Impreza w błyskach fleszy

20

– W końcu coś ruszyło! Przez pierwszą połowę lata często nie dopisywała nam pogoda, ale nie mówimy jeszcze ostatniego słowa, bo naszą inicjatywę wspiera coraz więcej osób – tak o cyklicznej imprezie DJ-skiej, pod nazwą „Lubin nie śpi”, mówią jej twórcy.

Każdego tygodnia, taras restauracji Wzgórze Zamkowe odwiedzają tłumy lubinian. To właśnie tam, w sobotnie wieczory, młodzi mieszkańcy rozkręcają imprezę pod gołym niebem.
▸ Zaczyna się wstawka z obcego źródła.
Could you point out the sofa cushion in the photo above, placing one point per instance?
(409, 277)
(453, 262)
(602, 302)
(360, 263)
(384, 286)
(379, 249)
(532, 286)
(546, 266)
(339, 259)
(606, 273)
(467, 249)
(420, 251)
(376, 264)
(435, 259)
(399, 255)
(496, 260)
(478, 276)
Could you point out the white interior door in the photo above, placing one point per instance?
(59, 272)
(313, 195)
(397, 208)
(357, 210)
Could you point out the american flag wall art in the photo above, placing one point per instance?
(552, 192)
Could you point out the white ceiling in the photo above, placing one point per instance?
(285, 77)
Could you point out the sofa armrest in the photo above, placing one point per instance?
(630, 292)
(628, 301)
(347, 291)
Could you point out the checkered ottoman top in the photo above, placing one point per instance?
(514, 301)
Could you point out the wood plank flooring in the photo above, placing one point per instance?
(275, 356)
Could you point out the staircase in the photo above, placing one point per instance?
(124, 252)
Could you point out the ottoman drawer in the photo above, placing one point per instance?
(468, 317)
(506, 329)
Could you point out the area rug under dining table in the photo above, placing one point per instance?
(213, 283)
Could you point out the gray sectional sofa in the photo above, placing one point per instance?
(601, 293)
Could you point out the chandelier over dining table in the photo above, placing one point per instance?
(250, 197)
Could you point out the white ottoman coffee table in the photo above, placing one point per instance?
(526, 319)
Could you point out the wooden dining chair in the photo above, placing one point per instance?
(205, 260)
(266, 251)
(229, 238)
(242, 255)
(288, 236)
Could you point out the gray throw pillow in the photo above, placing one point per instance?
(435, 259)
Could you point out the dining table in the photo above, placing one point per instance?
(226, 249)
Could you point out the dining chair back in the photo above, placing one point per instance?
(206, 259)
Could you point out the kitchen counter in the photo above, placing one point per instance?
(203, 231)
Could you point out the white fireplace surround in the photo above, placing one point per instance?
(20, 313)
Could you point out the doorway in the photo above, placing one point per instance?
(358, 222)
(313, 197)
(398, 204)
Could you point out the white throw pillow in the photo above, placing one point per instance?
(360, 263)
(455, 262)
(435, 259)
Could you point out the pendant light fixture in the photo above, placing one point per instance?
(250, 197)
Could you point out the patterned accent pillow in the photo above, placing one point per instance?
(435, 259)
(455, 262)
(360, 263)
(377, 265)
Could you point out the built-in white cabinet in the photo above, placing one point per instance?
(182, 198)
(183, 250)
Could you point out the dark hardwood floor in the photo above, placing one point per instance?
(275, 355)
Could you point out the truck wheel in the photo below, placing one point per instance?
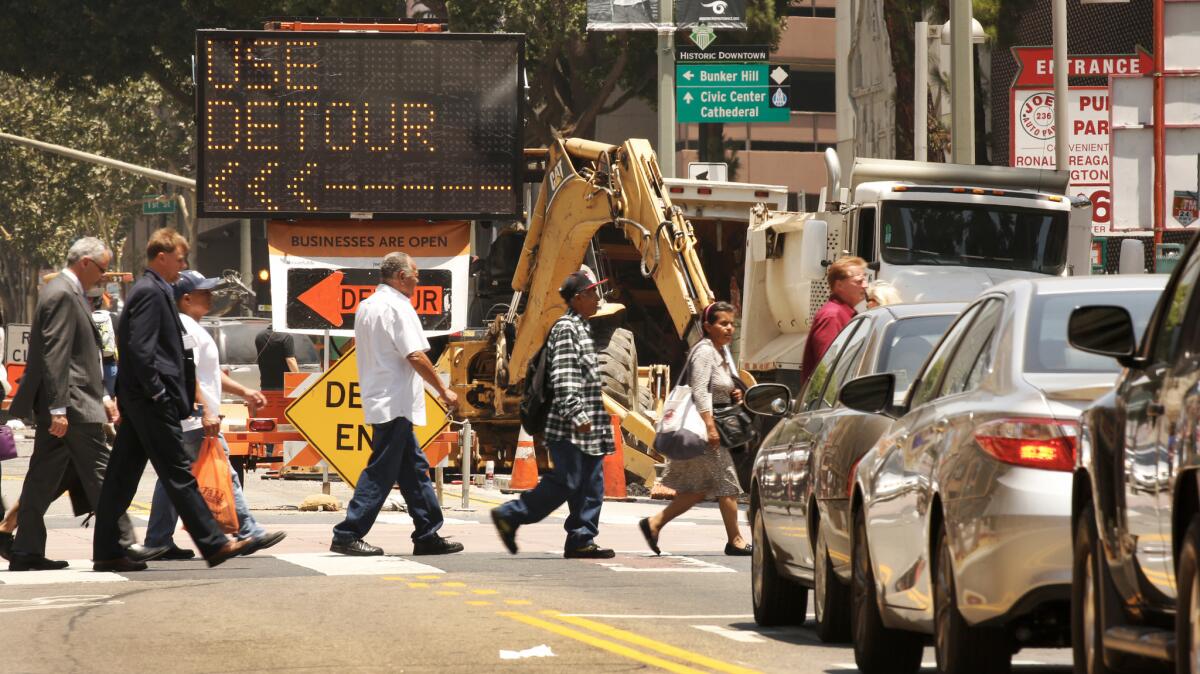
(831, 597)
(877, 649)
(1187, 621)
(777, 600)
(1086, 597)
(960, 647)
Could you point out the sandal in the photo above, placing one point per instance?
(651, 539)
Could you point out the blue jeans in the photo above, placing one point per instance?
(577, 480)
(395, 459)
(161, 529)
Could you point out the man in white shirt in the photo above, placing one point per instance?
(193, 295)
(391, 359)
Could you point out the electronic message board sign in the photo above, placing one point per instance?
(360, 125)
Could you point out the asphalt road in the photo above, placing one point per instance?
(298, 608)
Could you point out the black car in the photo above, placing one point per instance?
(1135, 507)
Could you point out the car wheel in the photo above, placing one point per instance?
(877, 649)
(960, 647)
(1086, 617)
(1187, 623)
(831, 597)
(777, 600)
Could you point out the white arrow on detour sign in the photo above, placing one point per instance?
(329, 415)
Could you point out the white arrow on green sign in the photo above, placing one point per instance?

– Wystarczyło trochę zapału i dobrych chęci. W promocji pomogły nam media i dalej już poszło. Póki jest ciepło, nie możemy narzekać na brak imprez w Lubinie. Każdy, kto przejrzy galerię zdjęć na naszym facebooku (facebook.com/niespimy), zobaczy, jak się bawimy – zachęcają organizatorzy „Lubin nie śpi”.

W najbliższą sobotę, tak jak w poprzednie, na scenie pojawi się lokalny DJ Deimonth Luke. Nie zabraknie więc letnich brzmień klubowych z gatunku funky house, trance i electro. Muzyka gra od godz. 20, a wstęp pozostaje bezpłatny. Organizatorzy zapowiadają też, że – tradycyjnie już – na drugi dzień umieszczą w sieci fotogalerię z całego wydarzenia.

– Jest impreza, błyski fleszy, są kobiety. Czego więcej chcieć? – żartują na koniec lata.